Et là, je vais avancer, en fin de ce laïus - c’est bien le nom qui convient - je vais avancer quelque chose qui… est comme ça, enfin, qui tranche : le savoir masculin, chez l’être parlant, est irrémédiablement unaire (et non pas une erre). Il est coupure, amorçant une fermeture, justement, celle du départ. Ce n’est pas son privilège. Mais il part pour se fermer, et c’est de ne pas y arriver qu’il finit par se clore sans s’en apercevoir. Ce savoir masculin, chez l’être parlant, c’est le rond de ficelle. Il tourne en rond. En lui il y a de l’Un au départ, comme trait qui se répète d’ailleurs sans se compter, et de tourner en rond il se clôt, sans même savoir que de ces ronds, il y en a trois. Comment peut-il, comment pouvons-nous supposer qu’il y arrive, à en connaître un bout, de cette distinction élémentaire ?
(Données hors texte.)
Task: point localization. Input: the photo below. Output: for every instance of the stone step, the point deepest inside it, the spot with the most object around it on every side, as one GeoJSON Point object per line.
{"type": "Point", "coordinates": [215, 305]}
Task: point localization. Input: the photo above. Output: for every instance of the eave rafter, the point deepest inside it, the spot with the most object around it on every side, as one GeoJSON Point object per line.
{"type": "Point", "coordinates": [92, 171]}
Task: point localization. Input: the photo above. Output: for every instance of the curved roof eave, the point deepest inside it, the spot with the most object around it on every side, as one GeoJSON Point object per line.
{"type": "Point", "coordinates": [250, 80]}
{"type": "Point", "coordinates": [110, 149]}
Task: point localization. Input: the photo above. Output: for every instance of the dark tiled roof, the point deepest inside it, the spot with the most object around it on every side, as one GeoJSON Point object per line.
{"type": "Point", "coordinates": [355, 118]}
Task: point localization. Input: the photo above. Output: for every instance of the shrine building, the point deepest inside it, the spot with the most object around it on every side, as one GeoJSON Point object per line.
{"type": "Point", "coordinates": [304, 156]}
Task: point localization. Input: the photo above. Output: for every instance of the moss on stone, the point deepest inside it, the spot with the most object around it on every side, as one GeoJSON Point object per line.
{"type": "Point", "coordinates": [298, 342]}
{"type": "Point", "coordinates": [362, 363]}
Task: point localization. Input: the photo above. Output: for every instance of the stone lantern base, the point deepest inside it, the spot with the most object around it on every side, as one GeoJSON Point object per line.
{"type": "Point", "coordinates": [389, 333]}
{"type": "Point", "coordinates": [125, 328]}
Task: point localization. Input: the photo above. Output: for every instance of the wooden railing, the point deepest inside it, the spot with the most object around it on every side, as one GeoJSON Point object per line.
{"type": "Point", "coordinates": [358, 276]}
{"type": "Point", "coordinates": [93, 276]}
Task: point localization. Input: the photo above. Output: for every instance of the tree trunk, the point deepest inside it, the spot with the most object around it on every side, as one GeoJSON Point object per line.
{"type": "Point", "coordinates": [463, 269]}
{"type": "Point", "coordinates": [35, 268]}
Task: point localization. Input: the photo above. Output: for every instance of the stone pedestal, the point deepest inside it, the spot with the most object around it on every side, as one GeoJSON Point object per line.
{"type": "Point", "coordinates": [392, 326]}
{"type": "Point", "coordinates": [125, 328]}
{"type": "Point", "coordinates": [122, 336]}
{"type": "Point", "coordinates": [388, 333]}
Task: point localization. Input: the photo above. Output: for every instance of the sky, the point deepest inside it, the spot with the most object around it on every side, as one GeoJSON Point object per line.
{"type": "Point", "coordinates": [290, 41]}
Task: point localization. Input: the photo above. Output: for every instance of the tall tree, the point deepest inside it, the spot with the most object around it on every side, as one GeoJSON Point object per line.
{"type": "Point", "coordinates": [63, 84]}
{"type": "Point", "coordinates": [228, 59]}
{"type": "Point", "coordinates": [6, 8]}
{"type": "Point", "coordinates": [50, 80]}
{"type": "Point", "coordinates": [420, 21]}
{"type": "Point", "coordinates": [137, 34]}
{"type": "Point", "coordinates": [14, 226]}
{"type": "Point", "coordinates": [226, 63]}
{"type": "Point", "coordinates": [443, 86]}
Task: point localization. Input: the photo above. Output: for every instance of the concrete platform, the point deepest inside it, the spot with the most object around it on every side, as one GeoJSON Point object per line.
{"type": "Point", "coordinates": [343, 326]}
Ben, heureusement, pour ça, il y a une femme. Je vous ai déjà dit que la femme - naturellement c’est ce qui résulte de ce que j’ai déjà écrit au tableau, que la femme ça n’existe pas - mais une femme, ça… ça peut se produire, quand il y a nœud, ou plutôt tresse.

Chose curieuse, la tresse, elle ne se produit que de ce qu’elle imite l’être parlant mâle, parce que elle peut l’imaginer, elle le voit strangulé par ces trois catégories qui l’étouffent. Il n’y a que lui à ne pas le savoir, jusque-là. Elle le voit imaginairement, mais c’est une imagination de son unité, à savoir de ce à quoi l’homme lui-même s’identifie. Non pas de son unité comme savoir inconscient, parce que le savoir inconscient, il reste plutôt ouvert. Alors, avec cette unité, elle boucle une tresse. Pour faire un nœud borroméen, je vous l’ai dit, il faut faire six gestes, et six gestes grâce à quoi, grâce à quoi, ils sont dans le même ordre, à ceci près que justement, rien ne permet de les reconnaître. C’est bien pour ça qu’il faut en faire six, à savoir épuiser l’ordre des permutations deux à deux, et savoir d’avance qu’il ne faut pas en faire plus, sans quoi on se trompe.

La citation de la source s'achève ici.